On 25 April 2008 IFAD announced that it would make available up to US$200 million from existing loans and grants to provide an immediate boost to agricultural production in the developing world, in the face of high food prices and low food stocks. 

IFAD’s initiative was reflected in the conclusions of the Berne meeting of the Executive Heads of the UN’s specialised agencies, Funds and Programmes, and Bretton Woods institutions, on 28-29 April.  That meeting agreed that there was a need for action to provide developing country farmers with the support required to ensure the next harvest.  IFAD’s initiative provides part of the answer to that need. 

The purpose of the US$200 million is to enable poor farmers to access essential inputs such as seeds and fertiliser, to allow them to prepare for the forthcoming cropping season as well as to establish a basis for sustained increases in production in subsequent seasons.  The US$200 million is distinct from emergency relief, food aid or social safety nets, but could accompany such aid measures provided by other partners. 

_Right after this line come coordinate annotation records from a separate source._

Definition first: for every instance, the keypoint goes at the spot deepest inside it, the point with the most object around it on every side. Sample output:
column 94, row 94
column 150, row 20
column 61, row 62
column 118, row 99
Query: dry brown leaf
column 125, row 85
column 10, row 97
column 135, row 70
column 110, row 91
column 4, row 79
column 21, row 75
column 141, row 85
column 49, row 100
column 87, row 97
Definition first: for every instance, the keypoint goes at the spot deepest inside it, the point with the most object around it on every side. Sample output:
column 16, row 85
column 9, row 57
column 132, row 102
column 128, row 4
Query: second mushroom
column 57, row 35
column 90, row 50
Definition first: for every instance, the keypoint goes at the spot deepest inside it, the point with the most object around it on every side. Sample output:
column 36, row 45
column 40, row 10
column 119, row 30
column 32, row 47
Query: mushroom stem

The US$200 million is not additional funding.  The figure has been estimated from the un-disbursed balance from existing loans and grants which could be allocated to meet immediate needs for food production.  In cases where a country has a loan or grant that already includes a component for farm input and materials, the prompt  disbursement of those funds might be the most useful response.  In other cases, some reallocation may be necessary. 

Allocation of funds from the US$200 million balance needs to be at the request of governments in member countries, in line with standard IFAD procedures. IFAD has the capacity to respond quickly to such requests.    Through its Country Programme Managers (CPMs) among others, IFAD is already communicating to governments IFAD’s willingness to provide assistance to deal with the farmer response to food prices, through existing IFAD projects and, where appropriate, as part of a consortium response involving others, such as the World Bank, the regional development banks, FAO and WFP. 

The FAO list of food crisis countries currently contains 37 countries.  IFAD has operations in 26 of these but is also responding to requests from other countries who are seeking to develop both short and medium term responses.